Photo : Radio-Canada / Jean-Simon Fabien

Si les aveux d’Alexandre Bissonnette aideront les proches des victimes dans leur processus de deuil, M. Benabdallah prévient que la guérison prendra encore du temps.

« Les gens sont encore sous le choc parce que les choses ne sont pas terminées pour eux. Il faut les comprendre. Beaucoup de choses vont passer avant que, ouf, on voie en eux une partie de la sérénité. »

— Une citation de  Boufeldja Benabdallah, président et cofondateur du Centre culturel islamique de Québec

Demande de pardon

L’ex-président et actuel administrateur du CCIQ, Mohamed Labidi, abonde dans le même sens. Il avoue cependant être demeuré sur sa faim à la suite du plaidoyer du tueur, qui a affirmé avoir « honte » de ses gestes et demandé pardon aux familles des victimes pour « tout le mal [qu’il leur a] fait ».
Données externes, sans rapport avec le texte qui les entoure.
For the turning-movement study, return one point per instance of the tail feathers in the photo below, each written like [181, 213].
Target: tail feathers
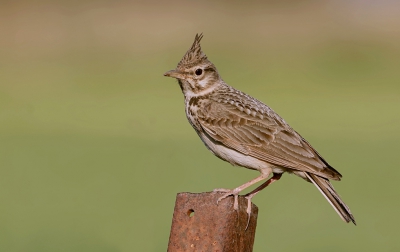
[326, 188]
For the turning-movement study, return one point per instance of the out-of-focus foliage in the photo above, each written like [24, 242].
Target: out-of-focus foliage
[94, 143]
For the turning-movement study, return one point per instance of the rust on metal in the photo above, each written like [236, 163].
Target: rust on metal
[199, 224]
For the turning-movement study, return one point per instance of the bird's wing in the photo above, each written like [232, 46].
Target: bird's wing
[264, 135]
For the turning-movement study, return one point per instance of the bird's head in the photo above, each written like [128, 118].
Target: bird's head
[195, 73]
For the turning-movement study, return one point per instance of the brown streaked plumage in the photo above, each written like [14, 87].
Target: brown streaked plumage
[244, 131]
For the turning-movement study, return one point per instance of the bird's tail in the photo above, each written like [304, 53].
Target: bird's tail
[326, 188]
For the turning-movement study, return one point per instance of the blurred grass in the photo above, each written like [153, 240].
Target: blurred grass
[94, 143]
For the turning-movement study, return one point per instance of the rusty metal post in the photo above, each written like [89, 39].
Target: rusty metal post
[199, 224]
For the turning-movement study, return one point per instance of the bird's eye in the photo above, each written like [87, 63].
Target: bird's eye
[198, 71]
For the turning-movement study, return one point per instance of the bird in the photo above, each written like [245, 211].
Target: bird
[245, 132]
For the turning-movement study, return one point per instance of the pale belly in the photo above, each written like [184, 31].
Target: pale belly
[236, 158]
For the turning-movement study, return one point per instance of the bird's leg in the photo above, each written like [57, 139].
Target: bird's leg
[235, 192]
[250, 195]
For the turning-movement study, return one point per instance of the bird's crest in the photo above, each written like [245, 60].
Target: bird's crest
[194, 55]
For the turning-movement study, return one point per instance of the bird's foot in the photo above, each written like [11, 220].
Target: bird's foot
[228, 193]
[248, 210]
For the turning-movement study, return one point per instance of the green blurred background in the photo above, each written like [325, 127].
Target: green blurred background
[94, 142]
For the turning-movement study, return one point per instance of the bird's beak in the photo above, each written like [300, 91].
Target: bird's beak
[175, 74]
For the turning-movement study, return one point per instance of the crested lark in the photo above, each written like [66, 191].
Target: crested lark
[244, 131]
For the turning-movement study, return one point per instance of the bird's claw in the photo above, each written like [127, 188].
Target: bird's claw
[228, 193]
[248, 210]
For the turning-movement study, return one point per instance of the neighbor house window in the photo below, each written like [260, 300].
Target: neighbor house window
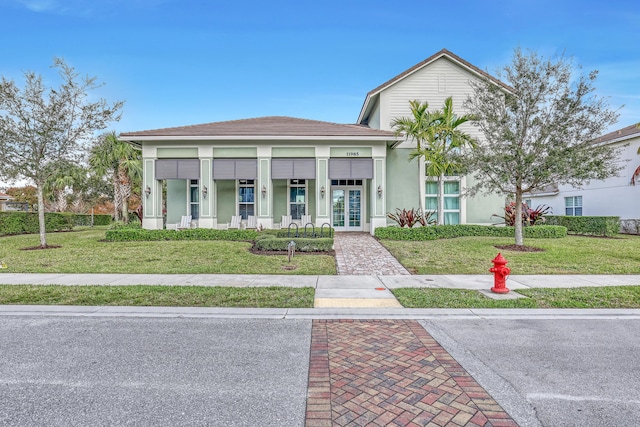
[246, 197]
[573, 206]
[194, 198]
[297, 198]
[451, 200]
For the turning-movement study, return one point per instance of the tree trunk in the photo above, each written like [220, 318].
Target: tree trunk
[116, 199]
[43, 236]
[441, 199]
[518, 218]
[126, 193]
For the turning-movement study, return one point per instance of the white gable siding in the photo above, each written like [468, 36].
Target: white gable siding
[374, 118]
[433, 83]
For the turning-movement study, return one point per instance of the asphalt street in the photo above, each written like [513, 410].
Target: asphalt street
[58, 370]
[153, 372]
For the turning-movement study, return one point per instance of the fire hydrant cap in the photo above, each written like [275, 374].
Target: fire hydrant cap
[499, 259]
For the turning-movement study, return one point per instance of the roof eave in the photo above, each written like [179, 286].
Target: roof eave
[135, 139]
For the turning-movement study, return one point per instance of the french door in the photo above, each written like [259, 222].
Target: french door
[346, 212]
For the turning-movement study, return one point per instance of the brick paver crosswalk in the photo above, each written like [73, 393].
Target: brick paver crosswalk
[361, 254]
[386, 372]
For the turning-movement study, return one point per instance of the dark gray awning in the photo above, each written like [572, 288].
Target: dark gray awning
[293, 168]
[350, 168]
[178, 169]
[235, 169]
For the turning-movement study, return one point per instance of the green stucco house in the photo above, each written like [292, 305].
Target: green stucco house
[272, 170]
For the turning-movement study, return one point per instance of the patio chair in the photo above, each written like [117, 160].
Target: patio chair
[286, 220]
[236, 222]
[185, 222]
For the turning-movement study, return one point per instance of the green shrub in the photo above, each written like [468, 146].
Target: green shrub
[327, 232]
[302, 244]
[590, 225]
[85, 219]
[141, 234]
[462, 230]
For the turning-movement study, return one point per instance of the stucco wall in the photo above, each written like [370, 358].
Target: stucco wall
[402, 187]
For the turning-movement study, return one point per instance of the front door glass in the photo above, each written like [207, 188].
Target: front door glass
[338, 208]
[347, 209]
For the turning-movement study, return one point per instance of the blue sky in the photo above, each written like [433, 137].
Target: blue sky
[179, 62]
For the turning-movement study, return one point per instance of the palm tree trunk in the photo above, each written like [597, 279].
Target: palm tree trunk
[518, 219]
[441, 199]
[43, 236]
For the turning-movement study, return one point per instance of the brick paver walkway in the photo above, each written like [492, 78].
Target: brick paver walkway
[360, 253]
[385, 372]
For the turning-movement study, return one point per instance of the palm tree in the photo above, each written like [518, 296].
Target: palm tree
[68, 177]
[121, 163]
[438, 142]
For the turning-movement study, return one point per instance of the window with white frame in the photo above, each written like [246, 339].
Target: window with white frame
[194, 199]
[246, 197]
[451, 200]
[297, 198]
[573, 206]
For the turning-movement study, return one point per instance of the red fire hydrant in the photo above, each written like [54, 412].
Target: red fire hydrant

« Ç’a été très, très, très court et il n’y a pas de réponse à toute l’ampleur de la tragédie qui a été commise, a déploré M. Labidi. On partage presque le feeling de tout le monde [au sein] de la communauté et surtout les familles des victimes. Elles sont restées sur leur faim. »


Aymen Derbali répond aux questions des journalistes à la suite de la déclaration de culpabilité d'Alexandre Bissonnette.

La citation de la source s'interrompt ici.